We call URL composition for only WebSocket requests, where query args aren’t empty

...
    // only websocket connections
    if req.Header.Get("Connection") == "Upgrade" &&
        req.Header.Get("Upgrade") == "websocket" &&
        // only with query args presented
      len(req.URL.RawQuery) > 0 {
      req.URL = paramsToPath(req.URL)
    }
...

After implementing the workaround in the CLI proxy and requesting our test Loki tail query again, the ingress log looked like this:

curlws 'localhost:8080/loki/loki/api/v1/tail?query=\{name="loki"\}&limit=2'
10.42.0.1 - - [30/Jun/2020:12:58:17 +0000] "GET /loki/loki/api/v1/tail/queryargs/cXVlcnk9e25hbWU9Imxva2kifSZsaW1pdD0y/ HTTP/1.1" 101 1242 "-" "curl/7.64.1" 350 1.923 [default-one-eye-ui-80] [] 10.42.0.20:80 0 1.923 101 e4425bd0a2c4462ca1746e6757e5cc86

Our url-composition worked well, the URL /loki/loki/api/v1/tail?query=\{name="loki"\}&limit=2 has changed to /loki/loki/api/v1/tail/queryargs/cXVlcnk9e25hbWU9Imxva2kifSZsaW1pdD0y/. We were able to simply verify the encoded part with a quick bash command:

echo "cXVlcnk9e25hbWU9Imxva2kifSZsaW1pdD0y" | base64 -d
query={name="loki"}&limit=2

Decompositing query args on One-Eye-Backend 🔗︎

This function restores the original Loki tail query URL or returns the intact URL if the error occurs.

const QueryArgsURLPart string = "queryargs"

var (
   QueryArgsRegxPattern string = fmt.Sprintf("/%s/(%s)/", QueryArgsURLPart, "[^/]*")
   QueryArgsRegx               = regexp.MustCompile(QueryArgsRegxPattern)
)

func PathToParams(uri *url.URL) *url.URL {
   if QueryArgsRegx.MatchString(uri.String()) {
      // cloning url
      result, err := url.Parse(uri.String())
      if err != nil {
         return uri
      }

        // checking the existence of composited query args
      subResults := QueryArgsRegx.FindStringSubmatch(result.String())
      if len(subResults) != 2 {
         return uri
        }

        // decomposites query args
      decodedArgs, err := base64.URLEncoding.DecodeString(subResults[1])
      if err != nil {
         return uri
      }

        // restores the original query args
      result.RawQuery = string(decodedArgs)

        // removing the composited query args from the path
      result.Path = QueryArgsRegx.ReplaceAllLiteralString(result.Path, "")

      return result
   }

   return uri
}

The decomposition function can be called on every request, it only matches with composited URLs, or returns the original URL if not a composite (the regex doesn’t match).
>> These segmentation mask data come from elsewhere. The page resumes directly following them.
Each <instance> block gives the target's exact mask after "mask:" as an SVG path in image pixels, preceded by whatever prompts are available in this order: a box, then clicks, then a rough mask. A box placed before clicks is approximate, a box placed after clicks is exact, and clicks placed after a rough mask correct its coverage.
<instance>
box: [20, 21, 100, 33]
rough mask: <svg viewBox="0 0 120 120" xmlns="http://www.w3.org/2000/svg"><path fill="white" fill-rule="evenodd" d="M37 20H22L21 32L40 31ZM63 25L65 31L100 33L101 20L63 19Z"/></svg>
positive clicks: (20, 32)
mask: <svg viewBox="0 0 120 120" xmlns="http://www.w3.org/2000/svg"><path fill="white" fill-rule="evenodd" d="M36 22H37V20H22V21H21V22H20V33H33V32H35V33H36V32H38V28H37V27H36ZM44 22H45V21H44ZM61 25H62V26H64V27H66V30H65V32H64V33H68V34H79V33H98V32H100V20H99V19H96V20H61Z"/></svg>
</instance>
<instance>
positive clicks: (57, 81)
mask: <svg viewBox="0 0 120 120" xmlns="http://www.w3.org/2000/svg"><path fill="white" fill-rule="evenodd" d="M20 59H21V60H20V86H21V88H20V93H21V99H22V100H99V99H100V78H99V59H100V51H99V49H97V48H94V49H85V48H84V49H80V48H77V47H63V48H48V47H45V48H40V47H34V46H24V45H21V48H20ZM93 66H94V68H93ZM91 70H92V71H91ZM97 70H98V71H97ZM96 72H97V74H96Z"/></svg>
The real implementation was more complex of course, but the basic idea was that, this way, our One Eye backend restored the form of the URL, and the Loki service received the original request.

After we’ve released all the workaround changes, Loki’s /tail endpoint became useable through the CLI proxy.

Summary 🔗︎

Overall, we had ambivalent feelings about applying a workaround to a feature as basic as proxying a request. On one hand, it seemed unnecessary, on the other hand, it was a great exercise that sent us digging into the depths of Kubernetes.

In other words: this wouldn’t have been a big deal if it had had been outside Kubernetes, with a regular nginx, or if there had been more informative error handling in Loki.

A few thoughts about the components:

Kubernetes: the Kubernetes API server proxy issue (with HTTP query args) still exists despite the several issue tickets.

Nginx: we love Nginx but nginx-ingress is quite cumbersome to customize, this led us to move the rewrites to the One Eye backend (like rewrites, etc.).

Loki: the base-path URL handling problem was a bug, it will be fixed I’m sure, but the non-relevant error message made it hard to discover the problem. The Grafana/Loki HTTP api was very useful though.